Modern data-driven and distributed learning frameworks deal with diverse massive data generated by clients spread across heterogeneous environments. Indeed, data heterogeneity is a major bottleneck in scaling up many distributed learning paradigms. In many settings however, heterogeneous data may be generated in clusters with shared structures, as is the case in several applications such as federated learning where a common latent variable governs the distribution of all the samples generated by a client. It is therefore natural to ask how the underlying clustered structures in distributed data can be exploited to improve learning schemes. In this paper, we tackle this question in the special case of estimating $d$-dimensional parameters of a two-component mixture of linear regressions problem where each of $m$ nodes generates $n$ samples with a shared latent variable. We employ the well-known Expectation-Maximization (EM) method to estimate the maximum likelihood parameters from $m$ batches of dependent samples each containing $n$ measurements. Discarding the clustered structure in the mixture model, EM is known to require $O(\log(mn/d))$ iterations to reach the statistical accuracy of $O(\sqrt{d/(mn)})$. In contrast, we show that if initialized properly, EM on the structured data requires only $O(1)$ iterations to reach the same statistical accuracy, as long as $m$ grows up as $e^{o(n)}$. Our analysis establishes and combines novel asymptotic optimization and generalization guarantees for population and empirical EM with dependent samples, which may be of independent interest.

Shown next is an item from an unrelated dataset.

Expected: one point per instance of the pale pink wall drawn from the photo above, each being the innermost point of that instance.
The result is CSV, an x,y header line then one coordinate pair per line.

翻译：现代数据驱动和分布式学习框架需处理由异构环境中分布的客户端生成的海量多样化数据。事实上，数据异构性是扩展许多分布式学习范式的主要瓶颈。然而在许多场景中，异构数据可能以共享结构的聚类形式生成，例如在联邦学习中，公共隐变量支配着客户端生成的所有样本的分布。因此，一个自然的问题是：如何利用分布式数据中潜在的聚类结构来改进学习方案？本文针对一个特殊问题展开研究：估计双分量线性回归混合模型中的d维参数，其中每个节点生成n个共享隐变量的样本。我们采用经典的期望最大化（EM）方法，从m批包含n个测量值的相依样本中估计最大似然参数。忽略混合模型中的聚类结构时，EM算法需要O(log(mn/d))次迭代才能达到O(√(d/(mn)))的统计精度。相比之下，我们证明：若初始化得当，当m以e^{o(n)}的速率增长时，针对结构化数据的EM算法仅需O(1)次迭代即可达到相同的统计精度。本文分析建立了含相依样本的总体EM与经验EM的新渐进优化与泛化保证，并将二者有机结合，这些结果可能具有独立的研究价值。